David Lange always had a way with words even if many of them were uttered with his tongue firmly embedded in his cheek.
Around the time his nemeses, Australian PM Bob Hawke, was having the New Zealand flag waved at him on a visit to Ottawa, Lange was giving his view of our two flags.
The late PM said a stranger who saw the Australian flag and the New Zealand flag outside adjacent buildings would assume that some British hotel chain was advertising deluxe and standard rooms.

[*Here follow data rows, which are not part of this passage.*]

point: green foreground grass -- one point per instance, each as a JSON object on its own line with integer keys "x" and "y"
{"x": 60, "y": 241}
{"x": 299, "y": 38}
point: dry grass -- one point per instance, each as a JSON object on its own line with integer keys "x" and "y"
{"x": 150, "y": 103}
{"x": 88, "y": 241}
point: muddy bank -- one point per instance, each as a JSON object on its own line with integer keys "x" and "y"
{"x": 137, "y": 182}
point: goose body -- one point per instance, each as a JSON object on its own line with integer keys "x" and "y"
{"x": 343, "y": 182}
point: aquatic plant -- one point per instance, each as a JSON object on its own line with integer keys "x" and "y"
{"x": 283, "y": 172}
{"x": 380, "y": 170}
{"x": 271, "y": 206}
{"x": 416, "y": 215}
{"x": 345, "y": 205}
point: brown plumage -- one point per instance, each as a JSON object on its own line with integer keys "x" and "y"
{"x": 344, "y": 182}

The big, extra star was presumably the more upmarket room.
Today voting papers will be sent out by the Electoral Commission to give Kiwis a vote they've never had before and are never likely to have again, at least until their grandchildren are old enough to vote themselves.
We've been bombarded with all the arguments, starting with the cost of the referenda - which makes you think Key could have simply done a Fijian Bainimarama and inflicted a new flag on us - to the alternative resembling a tea towel, which is dripping with drivel given that few of the critics have ever come up with anything better.

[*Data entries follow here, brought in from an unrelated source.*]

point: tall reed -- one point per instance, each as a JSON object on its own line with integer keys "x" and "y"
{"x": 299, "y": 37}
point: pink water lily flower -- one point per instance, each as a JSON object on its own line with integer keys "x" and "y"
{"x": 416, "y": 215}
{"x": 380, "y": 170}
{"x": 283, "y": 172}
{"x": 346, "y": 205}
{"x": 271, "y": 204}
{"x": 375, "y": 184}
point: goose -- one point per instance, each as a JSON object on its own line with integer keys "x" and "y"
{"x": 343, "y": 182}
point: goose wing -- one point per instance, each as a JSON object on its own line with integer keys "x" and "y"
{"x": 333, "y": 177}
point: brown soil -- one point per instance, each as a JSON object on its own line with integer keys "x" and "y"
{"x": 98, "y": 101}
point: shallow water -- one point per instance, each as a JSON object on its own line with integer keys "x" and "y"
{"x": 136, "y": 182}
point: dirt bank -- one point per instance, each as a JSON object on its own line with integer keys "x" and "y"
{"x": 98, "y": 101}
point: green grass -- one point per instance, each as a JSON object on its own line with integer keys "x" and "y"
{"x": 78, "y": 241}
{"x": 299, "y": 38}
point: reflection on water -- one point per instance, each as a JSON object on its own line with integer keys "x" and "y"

The flag debate's bubbled beneath the surface in this country for more than 40 years and unlike the Aussies, we see it as separate from becoming a republic.
The most vehement opposition, up until now, has come from the RSA which has always said change is disrespectful to those who have fought and died under the current ensign. Having had a grandfather serve at Gallipoli and family fighting in the Second World War, that argument's a crock of the old proverbial. Growing up, the importance of the flag was never mentioned around the dinner table, in relation to the wars, but the antipathy towards the British was frequently raised.
And yet we still have the Union Jack taking pride of place on our ensign.
Having visited every battlefield in Europe, Turkey and North Africa where our troops have fought and died abroad, some of them with old diggers who fought there, not once was the flag mentioned. As they stood over their mates' graves, always lamenting the futility of war, the old soldiers laid wreaths beneath the headstones featuring a stylised fern, not a silver one, but one blending into the sandstone.
So put the politics to one side over the coming weeks, forget the cost of democracy, bury the dislike you may have of John Key and take the opportunity you're unlikely to get again and fill out the ballot paper.